While most telco providers have a general awareness of how millennials differ in their general behaviours compared to their older peers, the findings from this research provide some powerful insights into how their attitudes affect the way they search for and choose telco products.
Personalise services, maximise success
Key to providing more effective personalised services is understanding the data that customers generate. For example, using CRM data to understand the usage patterns, personal buying preferences, the supplier that they might be using and the type of services they would like can provide useful insights, and in turn can help to provide specific deals and packages that different generations are looking for. This can allow telco providers to offer customers much more closely tailored recommendations based on their individual behaviours.
Technologies such as guided selling can help in this process: it has the potential to make a difference to the way telco staff across all sales channels communicate with their customers, by providing needs-based recommendations that closely align with customer requirements, needs and mindset at the time they are shopping.

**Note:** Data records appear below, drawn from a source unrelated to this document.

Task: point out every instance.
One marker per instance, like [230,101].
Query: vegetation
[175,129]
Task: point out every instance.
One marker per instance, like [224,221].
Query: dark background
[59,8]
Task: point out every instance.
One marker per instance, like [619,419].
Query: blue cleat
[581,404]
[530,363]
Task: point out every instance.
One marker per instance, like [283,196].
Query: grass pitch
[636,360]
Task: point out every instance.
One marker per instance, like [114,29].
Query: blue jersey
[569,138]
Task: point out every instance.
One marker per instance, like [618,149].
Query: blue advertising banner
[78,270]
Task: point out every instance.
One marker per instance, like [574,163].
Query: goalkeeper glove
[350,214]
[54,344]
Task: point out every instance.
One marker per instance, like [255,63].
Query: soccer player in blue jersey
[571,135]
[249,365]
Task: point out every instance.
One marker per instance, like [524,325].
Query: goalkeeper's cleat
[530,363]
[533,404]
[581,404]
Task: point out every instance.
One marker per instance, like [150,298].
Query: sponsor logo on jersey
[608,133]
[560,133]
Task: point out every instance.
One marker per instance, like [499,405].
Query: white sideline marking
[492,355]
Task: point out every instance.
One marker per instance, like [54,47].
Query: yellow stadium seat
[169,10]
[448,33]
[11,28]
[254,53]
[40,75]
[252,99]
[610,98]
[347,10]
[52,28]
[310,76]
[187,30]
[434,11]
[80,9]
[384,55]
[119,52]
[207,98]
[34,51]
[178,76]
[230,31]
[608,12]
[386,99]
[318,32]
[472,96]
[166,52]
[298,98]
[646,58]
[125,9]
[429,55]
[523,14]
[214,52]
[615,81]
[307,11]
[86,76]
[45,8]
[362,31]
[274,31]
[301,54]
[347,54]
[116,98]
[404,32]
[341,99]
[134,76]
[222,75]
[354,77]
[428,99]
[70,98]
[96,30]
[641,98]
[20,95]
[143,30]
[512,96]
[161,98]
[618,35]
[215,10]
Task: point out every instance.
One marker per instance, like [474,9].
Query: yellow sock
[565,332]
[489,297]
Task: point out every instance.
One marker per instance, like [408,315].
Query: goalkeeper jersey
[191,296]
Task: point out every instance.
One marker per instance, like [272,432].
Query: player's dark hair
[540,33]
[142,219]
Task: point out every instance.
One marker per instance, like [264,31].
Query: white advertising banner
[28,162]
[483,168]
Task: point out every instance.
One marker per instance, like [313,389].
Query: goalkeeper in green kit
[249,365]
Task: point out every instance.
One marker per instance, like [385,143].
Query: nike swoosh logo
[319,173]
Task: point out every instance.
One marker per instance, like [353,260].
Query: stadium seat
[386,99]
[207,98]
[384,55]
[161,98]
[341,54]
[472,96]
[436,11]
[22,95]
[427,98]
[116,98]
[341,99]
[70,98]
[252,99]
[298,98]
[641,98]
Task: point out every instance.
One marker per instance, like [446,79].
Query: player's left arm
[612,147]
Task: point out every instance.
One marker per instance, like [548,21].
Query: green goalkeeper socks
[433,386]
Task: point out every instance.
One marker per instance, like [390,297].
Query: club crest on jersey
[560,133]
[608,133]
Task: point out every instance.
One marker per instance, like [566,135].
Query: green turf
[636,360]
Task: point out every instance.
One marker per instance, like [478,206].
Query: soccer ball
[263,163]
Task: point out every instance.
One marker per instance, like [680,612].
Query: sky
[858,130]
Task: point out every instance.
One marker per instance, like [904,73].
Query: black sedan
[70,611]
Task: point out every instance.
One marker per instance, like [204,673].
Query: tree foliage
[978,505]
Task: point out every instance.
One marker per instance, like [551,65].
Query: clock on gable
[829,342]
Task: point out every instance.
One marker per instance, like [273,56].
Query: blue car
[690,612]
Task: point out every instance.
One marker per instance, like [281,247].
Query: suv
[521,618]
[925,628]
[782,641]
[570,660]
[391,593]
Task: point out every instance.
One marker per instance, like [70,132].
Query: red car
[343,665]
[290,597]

By making personalisation of the customer experience more straightforward, telco leaders can make sure that the ever-increasing standards of the younger generation are met, while also making sure older generations are able to benefit from an improved service as and when they need it.

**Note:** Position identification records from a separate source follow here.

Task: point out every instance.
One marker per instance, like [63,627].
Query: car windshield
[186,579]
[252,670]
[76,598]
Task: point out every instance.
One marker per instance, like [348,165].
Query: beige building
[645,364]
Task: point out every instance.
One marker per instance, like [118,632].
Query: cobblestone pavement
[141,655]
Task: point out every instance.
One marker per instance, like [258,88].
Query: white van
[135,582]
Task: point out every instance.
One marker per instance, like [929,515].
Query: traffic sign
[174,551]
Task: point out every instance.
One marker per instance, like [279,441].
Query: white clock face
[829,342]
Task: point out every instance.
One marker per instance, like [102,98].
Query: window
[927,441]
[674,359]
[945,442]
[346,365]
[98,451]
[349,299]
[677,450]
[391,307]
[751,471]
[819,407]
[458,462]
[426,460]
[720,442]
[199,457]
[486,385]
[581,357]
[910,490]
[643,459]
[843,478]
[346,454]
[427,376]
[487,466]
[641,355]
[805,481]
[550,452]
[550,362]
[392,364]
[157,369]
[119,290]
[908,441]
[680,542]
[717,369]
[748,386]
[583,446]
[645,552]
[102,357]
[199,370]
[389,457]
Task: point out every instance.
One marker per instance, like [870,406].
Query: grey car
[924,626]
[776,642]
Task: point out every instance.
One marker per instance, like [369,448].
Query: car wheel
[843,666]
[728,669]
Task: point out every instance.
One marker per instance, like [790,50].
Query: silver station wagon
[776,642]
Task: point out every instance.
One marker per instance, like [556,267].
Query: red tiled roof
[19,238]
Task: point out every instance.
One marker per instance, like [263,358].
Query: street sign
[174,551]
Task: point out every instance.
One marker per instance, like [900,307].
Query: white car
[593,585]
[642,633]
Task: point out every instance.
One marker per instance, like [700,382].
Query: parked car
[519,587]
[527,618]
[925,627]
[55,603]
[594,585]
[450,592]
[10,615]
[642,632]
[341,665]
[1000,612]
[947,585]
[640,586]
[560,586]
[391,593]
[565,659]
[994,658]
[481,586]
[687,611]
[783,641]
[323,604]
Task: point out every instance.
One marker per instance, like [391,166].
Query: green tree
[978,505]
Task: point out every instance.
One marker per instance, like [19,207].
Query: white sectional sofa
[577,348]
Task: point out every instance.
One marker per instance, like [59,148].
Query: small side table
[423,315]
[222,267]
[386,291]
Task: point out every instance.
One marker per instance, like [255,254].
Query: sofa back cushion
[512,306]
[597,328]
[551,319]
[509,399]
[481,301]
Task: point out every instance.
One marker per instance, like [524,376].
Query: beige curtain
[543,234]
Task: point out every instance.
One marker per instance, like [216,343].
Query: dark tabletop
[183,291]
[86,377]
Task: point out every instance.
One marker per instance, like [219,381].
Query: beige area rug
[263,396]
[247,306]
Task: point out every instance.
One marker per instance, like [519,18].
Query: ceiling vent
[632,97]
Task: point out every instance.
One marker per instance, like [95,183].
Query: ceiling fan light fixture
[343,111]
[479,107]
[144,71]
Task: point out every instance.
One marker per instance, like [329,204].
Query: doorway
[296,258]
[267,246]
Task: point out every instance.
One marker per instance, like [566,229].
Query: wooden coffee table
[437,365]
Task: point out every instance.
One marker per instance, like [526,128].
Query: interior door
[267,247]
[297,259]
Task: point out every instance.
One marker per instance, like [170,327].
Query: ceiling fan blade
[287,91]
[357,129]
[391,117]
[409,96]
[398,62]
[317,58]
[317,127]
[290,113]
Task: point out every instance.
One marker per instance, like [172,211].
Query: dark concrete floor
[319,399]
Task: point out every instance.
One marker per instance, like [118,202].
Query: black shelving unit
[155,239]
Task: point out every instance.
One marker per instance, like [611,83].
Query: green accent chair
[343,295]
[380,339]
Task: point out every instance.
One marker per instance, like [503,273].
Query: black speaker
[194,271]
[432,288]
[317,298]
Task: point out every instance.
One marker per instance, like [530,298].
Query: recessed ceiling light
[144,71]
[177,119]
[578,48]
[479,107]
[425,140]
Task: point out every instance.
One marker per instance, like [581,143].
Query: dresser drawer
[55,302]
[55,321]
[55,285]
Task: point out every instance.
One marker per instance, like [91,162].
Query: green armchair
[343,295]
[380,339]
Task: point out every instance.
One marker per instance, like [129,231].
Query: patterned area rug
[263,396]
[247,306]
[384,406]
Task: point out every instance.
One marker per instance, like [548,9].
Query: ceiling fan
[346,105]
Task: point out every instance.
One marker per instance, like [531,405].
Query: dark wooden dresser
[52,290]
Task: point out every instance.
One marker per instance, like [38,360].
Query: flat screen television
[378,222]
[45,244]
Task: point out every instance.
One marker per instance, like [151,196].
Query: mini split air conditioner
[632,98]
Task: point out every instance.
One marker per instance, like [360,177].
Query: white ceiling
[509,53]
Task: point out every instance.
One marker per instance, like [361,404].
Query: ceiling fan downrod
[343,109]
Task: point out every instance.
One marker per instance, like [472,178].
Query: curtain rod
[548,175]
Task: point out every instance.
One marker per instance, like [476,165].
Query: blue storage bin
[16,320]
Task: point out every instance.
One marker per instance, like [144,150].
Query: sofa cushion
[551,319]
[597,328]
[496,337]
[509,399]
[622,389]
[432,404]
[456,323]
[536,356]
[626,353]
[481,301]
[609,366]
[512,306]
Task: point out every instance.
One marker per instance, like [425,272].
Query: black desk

When it comes to upselling and cross-selling and nailing those all-important quad play bundles, better personalisation can also help leverage customer data across channels much more effectively, while cutting through the difficulties attached to managing so many different sources of data and helping to truly take advantage of the appetite for buying multiple products. Guided selling technology such as IGS has the potential to bring together this data with ease, providing a single view that can then be used to improve the overall customer experience.
Success in telco is so often about fine margins. The difference between closing a sale or losing out to a competitor can hinge on the smallest yet most critical of factors. It almost goes without saying that – in a telco world so fraught with choices and complex buying options – persuading a prospect to become a customer is about being able to go that extra mile to make sure consumers are given the right guidance at every stage of the buying process.
This is why telco businesses pride themselves on making sure their in-store staff are in tip-top form when it comes to assisting customers and that support when buying online, or via a call centre is able to reflect this experience.
The generational shift in shopping habits may be gradual, but it’s definitely happening. Therefore, there’s no time like the present to start preparing for this and introducing new technologies that empower and engage staff to offer a more personalised experience.